Scott Peters, Florida Congressmen Continue the Push to Recognize June as Post Traumatic Stress Injury Month

This week, U.S. Rep. Scott Peters, D-Calif., continued his push to recognize June as Post-Traumatic Stress Injury Awareness Month and June 27th as National PTSI Awareness Day.

U.S. Reps. Brian Mast, R-Fla., and Mike Waltz, R-Fla., are among the six co-sponsors of Peters’ resolution.

Peters and Mast have been championing this proposal since 2019.

“Battle scars aren’t just physical–that truth is tragically underlined by the twenty American veterans who die by suicide every day. The stigma associated with accessing mental health treatment can discourage some veterans from seeking help at all. That’s why we need a bold statement that veterans can and should seek mental health care services just as they would seek care for a physical injury. I want to thank Rep. Mast for his service—both in Congress and in the Army—and for joining me to help end the stigma of mental health,” said Peters when he first introduced the resolution in 2019.

“Rarely does a day go by when I don’t talk to a veteran who is struggling with their own self-worth,” Mast said in 2019. “While the physical wounds may heal, the mental toll of war follows many servicemembers home. Removing the stigma around mental health is critical to making sure our brothers and sisters in arms feel safe seeking help in their fight against post-traumatic stress.”

This week, Mast weighed in on the latest resolution.

“For many veterans who return home from battlefields, they often find themselves in another battle – a battle with their own mental health,” Mast said. “Time in service impacts nearly every veteran, and by recognizing that, we can begin to end the stigma around mental health treatment and ensure that our brothers and sisters in arms feel comfortable accessing the help they need.
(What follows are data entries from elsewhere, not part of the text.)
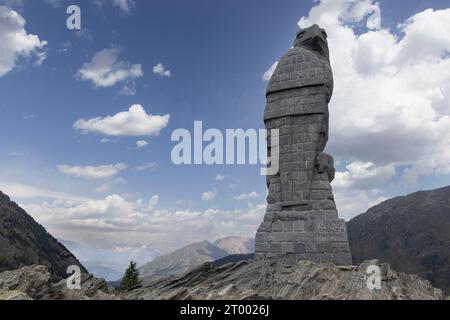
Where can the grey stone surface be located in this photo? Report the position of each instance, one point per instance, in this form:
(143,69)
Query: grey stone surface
(274,279)
(301,222)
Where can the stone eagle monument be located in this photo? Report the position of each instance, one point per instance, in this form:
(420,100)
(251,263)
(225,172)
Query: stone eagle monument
(301,221)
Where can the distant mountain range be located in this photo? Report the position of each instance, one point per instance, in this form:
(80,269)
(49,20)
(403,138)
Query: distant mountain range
(193,255)
(110,261)
(411,233)
(24,242)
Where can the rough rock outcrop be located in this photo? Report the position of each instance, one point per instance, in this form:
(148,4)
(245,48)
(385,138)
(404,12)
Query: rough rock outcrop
(24,242)
(33,281)
(411,233)
(272,279)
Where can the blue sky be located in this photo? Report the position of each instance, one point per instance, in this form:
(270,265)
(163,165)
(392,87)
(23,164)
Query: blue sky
(388,133)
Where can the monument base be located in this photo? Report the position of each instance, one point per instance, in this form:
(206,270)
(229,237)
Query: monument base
(291,236)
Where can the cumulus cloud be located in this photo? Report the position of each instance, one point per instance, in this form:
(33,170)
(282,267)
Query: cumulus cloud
(114,218)
(268,74)
(146,166)
(105,70)
(209,195)
(391,105)
(92,172)
(161,70)
(25,191)
(55,3)
(125,5)
(141,144)
(16,43)
(246,196)
(134,122)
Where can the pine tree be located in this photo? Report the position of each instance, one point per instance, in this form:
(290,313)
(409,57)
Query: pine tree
(130,278)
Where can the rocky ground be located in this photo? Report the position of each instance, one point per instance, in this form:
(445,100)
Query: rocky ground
(254,279)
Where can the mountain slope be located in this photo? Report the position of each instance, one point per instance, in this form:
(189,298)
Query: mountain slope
(272,279)
(411,233)
(24,242)
(181,260)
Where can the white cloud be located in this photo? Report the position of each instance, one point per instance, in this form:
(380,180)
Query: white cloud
(159,69)
(103,188)
(55,3)
(146,166)
(92,172)
(114,218)
(124,5)
(209,195)
(268,74)
(105,70)
(246,196)
(25,191)
(16,43)
(391,104)
(362,176)
(141,144)
(134,122)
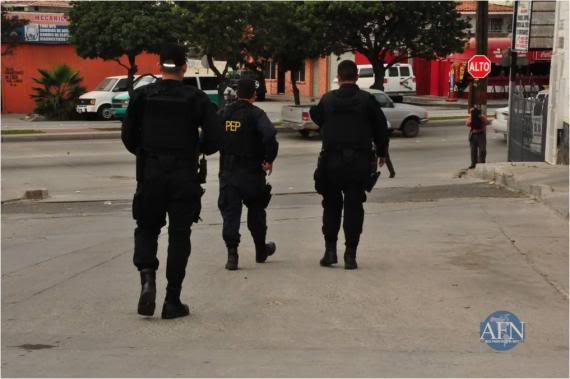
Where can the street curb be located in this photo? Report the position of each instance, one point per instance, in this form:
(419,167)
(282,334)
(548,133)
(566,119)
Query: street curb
(555,200)
(439,103)
(60,136)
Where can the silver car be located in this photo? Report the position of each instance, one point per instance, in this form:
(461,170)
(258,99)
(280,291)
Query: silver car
(404,117)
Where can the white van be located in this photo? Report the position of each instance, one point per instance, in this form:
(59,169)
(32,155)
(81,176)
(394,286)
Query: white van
(398,79)
(98,102)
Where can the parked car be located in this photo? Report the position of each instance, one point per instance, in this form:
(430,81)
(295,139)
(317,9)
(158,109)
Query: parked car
(98,101)
(404,117)
(207,83)
(399,79)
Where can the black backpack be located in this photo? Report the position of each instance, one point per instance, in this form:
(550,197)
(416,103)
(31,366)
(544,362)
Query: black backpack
(476,122)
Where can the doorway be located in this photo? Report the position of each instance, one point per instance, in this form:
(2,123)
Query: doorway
(280,81)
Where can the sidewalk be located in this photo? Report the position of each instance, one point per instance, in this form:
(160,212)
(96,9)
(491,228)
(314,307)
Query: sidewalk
(541,180)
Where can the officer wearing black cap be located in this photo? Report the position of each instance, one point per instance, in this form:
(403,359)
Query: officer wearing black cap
(246,157)
(162,128)
(350,120)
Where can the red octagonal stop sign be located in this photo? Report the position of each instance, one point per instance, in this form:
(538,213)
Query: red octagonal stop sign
(479,66)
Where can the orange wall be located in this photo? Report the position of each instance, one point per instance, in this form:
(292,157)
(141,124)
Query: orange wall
(19,68)
(306,86)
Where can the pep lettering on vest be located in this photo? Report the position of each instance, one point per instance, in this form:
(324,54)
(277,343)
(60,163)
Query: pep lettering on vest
(232,126)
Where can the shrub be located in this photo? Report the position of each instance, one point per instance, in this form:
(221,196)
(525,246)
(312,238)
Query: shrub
(58,94)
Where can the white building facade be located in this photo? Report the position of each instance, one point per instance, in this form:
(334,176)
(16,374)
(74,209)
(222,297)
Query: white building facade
(559,102)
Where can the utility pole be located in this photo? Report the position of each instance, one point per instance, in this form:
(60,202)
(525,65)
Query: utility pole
(478,89)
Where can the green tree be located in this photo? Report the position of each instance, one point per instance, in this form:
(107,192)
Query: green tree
(218,30)
(406,29)
(58,92)
(9,35)
(288,35)
(113,29)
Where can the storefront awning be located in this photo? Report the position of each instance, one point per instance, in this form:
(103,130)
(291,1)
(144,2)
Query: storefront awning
(498,47)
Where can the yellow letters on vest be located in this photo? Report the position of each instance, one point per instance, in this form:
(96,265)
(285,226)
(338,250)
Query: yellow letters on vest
(232,126)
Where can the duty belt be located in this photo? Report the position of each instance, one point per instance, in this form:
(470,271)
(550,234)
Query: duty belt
(231,161)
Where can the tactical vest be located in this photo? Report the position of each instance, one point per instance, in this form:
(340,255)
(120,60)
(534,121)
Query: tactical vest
(241,137)
(167,126)
(347,123)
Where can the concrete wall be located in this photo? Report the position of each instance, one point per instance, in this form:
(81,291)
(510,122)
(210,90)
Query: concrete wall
(559,100)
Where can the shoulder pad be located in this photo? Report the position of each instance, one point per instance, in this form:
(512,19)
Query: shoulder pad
(257,112)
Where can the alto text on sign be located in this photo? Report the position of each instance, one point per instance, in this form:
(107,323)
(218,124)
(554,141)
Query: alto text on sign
(479,66)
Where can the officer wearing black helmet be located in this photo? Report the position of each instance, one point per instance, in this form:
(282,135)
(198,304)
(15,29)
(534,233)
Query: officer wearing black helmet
(162,128)
(246,157)
(350,120)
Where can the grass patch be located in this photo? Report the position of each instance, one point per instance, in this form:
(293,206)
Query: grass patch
(21,131)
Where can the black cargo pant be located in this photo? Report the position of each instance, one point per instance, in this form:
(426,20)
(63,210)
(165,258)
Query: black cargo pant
(344,189)
(168,187)
(242,185)
(478,145)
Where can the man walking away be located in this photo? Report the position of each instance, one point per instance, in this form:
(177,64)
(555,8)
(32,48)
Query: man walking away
(246,158)
(350,120)
(477,124)
(162,129)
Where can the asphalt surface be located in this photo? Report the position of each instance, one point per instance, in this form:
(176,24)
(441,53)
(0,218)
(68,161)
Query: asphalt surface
(439,253)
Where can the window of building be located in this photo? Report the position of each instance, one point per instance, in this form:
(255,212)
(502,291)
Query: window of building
(404,71)
(190,81)
(300,75)
(366,73)
(270,70)
(495,25)
(208,83)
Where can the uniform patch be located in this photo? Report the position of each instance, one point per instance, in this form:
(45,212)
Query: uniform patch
(232,126)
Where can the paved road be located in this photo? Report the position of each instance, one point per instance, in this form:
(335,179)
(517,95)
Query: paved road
(438,255)
(273,109)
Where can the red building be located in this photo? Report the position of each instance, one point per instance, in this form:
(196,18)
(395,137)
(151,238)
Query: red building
(44,46)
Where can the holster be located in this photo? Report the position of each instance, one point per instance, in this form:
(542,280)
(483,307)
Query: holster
(266,197)
(139,165)
(320,174)
(203,169)
(373,173)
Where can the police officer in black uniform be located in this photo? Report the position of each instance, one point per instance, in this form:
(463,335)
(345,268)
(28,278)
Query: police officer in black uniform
(350,121)
(246,157)
(162,129)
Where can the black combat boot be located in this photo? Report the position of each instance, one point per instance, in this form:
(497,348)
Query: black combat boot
(350,259)
(263,251)
(233,259)
(330,257)
(148,292)
(173,307)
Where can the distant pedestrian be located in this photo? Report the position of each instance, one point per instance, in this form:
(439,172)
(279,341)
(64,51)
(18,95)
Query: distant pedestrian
(389,161)
(477,124)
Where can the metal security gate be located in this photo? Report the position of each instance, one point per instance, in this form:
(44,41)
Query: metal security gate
(527,128)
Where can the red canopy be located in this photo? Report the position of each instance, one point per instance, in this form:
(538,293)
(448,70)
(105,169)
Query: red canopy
(498,47)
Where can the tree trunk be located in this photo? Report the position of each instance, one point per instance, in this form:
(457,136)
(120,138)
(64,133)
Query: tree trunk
(379,74)
(221,80)
(296,96)
(131,75)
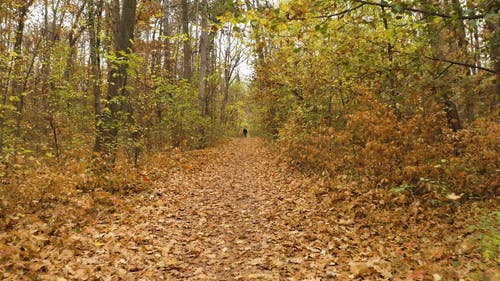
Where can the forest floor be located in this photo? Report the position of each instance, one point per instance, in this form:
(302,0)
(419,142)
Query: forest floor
(236,212)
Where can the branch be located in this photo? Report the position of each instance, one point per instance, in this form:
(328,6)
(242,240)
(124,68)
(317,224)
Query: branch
(462,64)
(425,12)
(329,15)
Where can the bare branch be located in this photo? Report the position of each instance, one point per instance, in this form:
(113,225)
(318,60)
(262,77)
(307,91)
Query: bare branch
(462,64)
(425,12)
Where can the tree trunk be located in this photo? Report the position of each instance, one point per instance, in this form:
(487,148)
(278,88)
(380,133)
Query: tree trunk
(493,25)
(188,73)
(204,60)
(123,18)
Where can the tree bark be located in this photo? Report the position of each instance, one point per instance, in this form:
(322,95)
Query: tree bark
(123,19)
(188,73)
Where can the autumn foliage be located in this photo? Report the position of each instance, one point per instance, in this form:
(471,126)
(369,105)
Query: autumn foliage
(419,154)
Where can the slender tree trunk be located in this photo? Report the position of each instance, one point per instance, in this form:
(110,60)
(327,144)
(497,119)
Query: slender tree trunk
(188,73)
(167,46)
(16,84)
(204,53)
(123,22)
(493,25)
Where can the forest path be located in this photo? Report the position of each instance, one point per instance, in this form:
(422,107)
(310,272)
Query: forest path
(235,215)
(236,212)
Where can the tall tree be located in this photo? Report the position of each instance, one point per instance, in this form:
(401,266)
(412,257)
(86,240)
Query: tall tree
(123,22)
(187,50)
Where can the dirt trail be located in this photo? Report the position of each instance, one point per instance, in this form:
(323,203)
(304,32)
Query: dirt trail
(233,217)
(235,212)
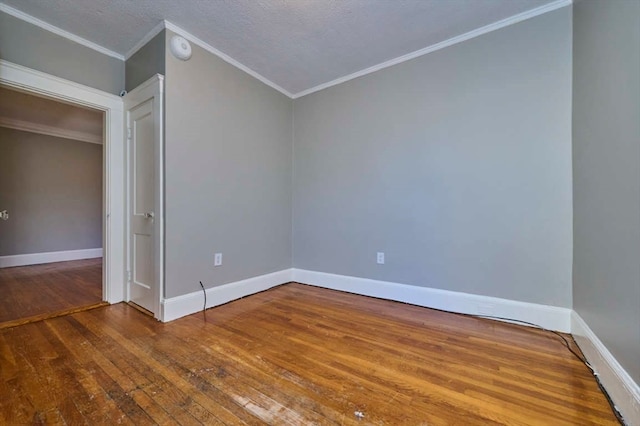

It’s not a battle anyone should have to fight alone.”

“According to a 2017 study, 12.9 percent of veterans were diagnosed with a form of PTSI, which is almost twice the rate of the rest of the U.S. population. Depending on the conflict era, anywhere from 11 to 30 percent of veterans suffer from PTSI. Moreover, an average of 22 veterans, active duty, reserve members and guardsmen die by suicide each day,” Mast’s office noted. “There is hope, however, because 2019 data suggests that PTSI is highly treatable with a 70 to 80 percent recovery rate for individuals who complete an evidence-based course of treatment. That is why it’s essential that veterans are able to seek treatment and aren’t hindered by perception or stigma.”

The resolution was sent to the U.S. House Armed Services and the Veterans Affairs Committees.